We’re seeing that same sort of effect in social cultures that would claim to be intellectuals of any stripe. I feel the same way meeting another geek as I do meeting an atheist these days. I claim membership in both of those good time clubs, but my defenses are inevitably up. If I were to enter the home of an acquaintance whose book shelves were lined with Hitchens and Dawkins, I would react the same way as if the place was loaded with automatic weapons.

“So, uh… What do you plan on doing with all of this stuff?”

We have flown too close to the sun, and all we can do on our descent to the earth is argue about whether or not Dark Souls should have an easy mode.

So what is there to do?

The solution seems so obvious, but it only came to me when I was watching the videos and pictures of those crowds of Szechuan-loving Rick and Morty fans.

“Christ,” I thought, scrolling through the Twitter Machine. “Somebody oughta pants a couple of these kids.”

And then it occurred to me: where the fuck are all the jocks?


And their fabulous hair?

The legendary, high school movie nurtured, too stereotypical for their own good jocks?

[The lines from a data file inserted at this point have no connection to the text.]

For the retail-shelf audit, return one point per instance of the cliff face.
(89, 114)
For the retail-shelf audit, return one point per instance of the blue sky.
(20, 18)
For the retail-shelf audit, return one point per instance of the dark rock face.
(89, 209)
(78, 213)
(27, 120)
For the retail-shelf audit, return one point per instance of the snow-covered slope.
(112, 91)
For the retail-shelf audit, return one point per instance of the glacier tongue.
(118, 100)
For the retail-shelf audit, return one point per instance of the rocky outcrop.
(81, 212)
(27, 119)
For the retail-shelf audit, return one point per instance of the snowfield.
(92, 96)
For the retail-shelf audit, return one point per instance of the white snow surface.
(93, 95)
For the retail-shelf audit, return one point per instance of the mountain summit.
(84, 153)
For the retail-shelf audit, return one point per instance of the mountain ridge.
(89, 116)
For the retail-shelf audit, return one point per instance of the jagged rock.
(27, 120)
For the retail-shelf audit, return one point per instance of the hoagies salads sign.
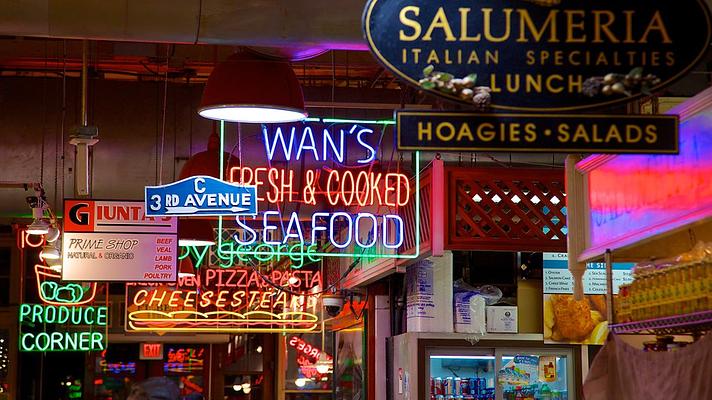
(538, 55)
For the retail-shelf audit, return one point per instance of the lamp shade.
(38, 227)
(245, 88)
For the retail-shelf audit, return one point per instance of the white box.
(429, 295)
(502, 319)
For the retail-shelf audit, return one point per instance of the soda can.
(448, 386)
(465, 386)
(438, 386)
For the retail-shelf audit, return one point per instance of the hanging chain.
(163, 118)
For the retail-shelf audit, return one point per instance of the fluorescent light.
(252, 114)
(50, 253)
(463, 357)
(52, 234)
(38, 227)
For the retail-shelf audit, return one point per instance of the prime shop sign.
(539, 55)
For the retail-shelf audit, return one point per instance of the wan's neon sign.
(226, 300)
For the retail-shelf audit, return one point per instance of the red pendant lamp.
(247, 88)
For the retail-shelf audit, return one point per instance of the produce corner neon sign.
(226, 300)
(59, 340)
(357, 186)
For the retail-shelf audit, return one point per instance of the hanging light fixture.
(247, 88)
(50, 252)
(38, 227)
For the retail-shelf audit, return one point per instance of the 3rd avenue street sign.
(200, 196)
(538, 55)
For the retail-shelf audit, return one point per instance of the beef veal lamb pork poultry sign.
(538, 56)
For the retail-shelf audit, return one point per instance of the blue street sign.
(200, 195)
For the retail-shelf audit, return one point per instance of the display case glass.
(499, 374)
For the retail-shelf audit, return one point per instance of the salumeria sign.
(538, 54)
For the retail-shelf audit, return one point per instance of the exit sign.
(151, 351)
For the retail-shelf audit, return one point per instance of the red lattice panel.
(506, 209)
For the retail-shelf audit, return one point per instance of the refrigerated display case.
(498, 367)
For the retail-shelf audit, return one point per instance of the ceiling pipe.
(299, 28)
(84, 138)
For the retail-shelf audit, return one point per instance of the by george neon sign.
(366, 201)
(226, 300)
(232, 253)
(40, 315)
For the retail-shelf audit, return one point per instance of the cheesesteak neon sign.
(227, 300)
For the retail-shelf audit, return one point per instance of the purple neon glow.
(634, 195)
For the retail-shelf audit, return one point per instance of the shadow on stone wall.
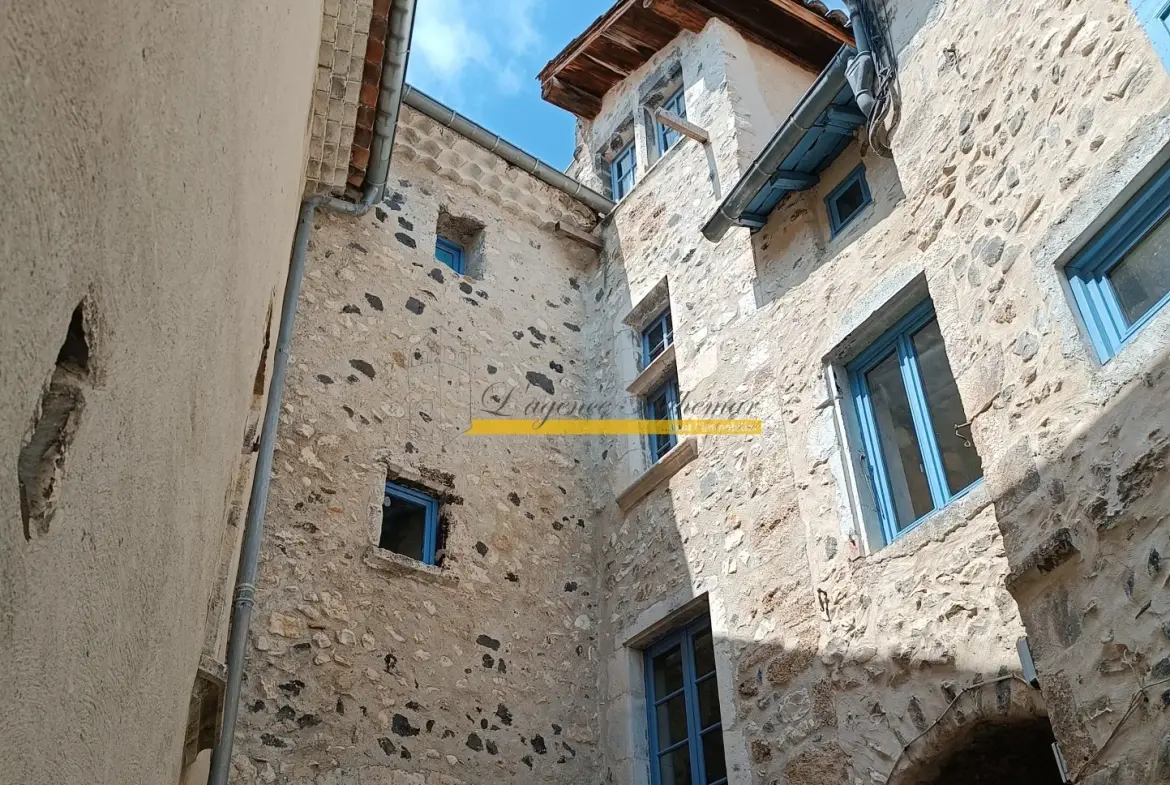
(1086, 535)
(810, 717)
(798, 241)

Some might argue that, like Bigfoot and the Berenstein Bears, that they never truly existed. That Biff Tannen and Johnny Lawrence and Andrew Clark were fairy tales: scary stories told to young geeks to keep them in line. But the aging geek demographic: we know better. And while they might not have been as dumb or as patently aggressive as the moving pictures told us they were, they existed, and they were the reason you hid your binder full of Magic cards in your locker.

So I propose that we release the wolves back into Yellowstone Park.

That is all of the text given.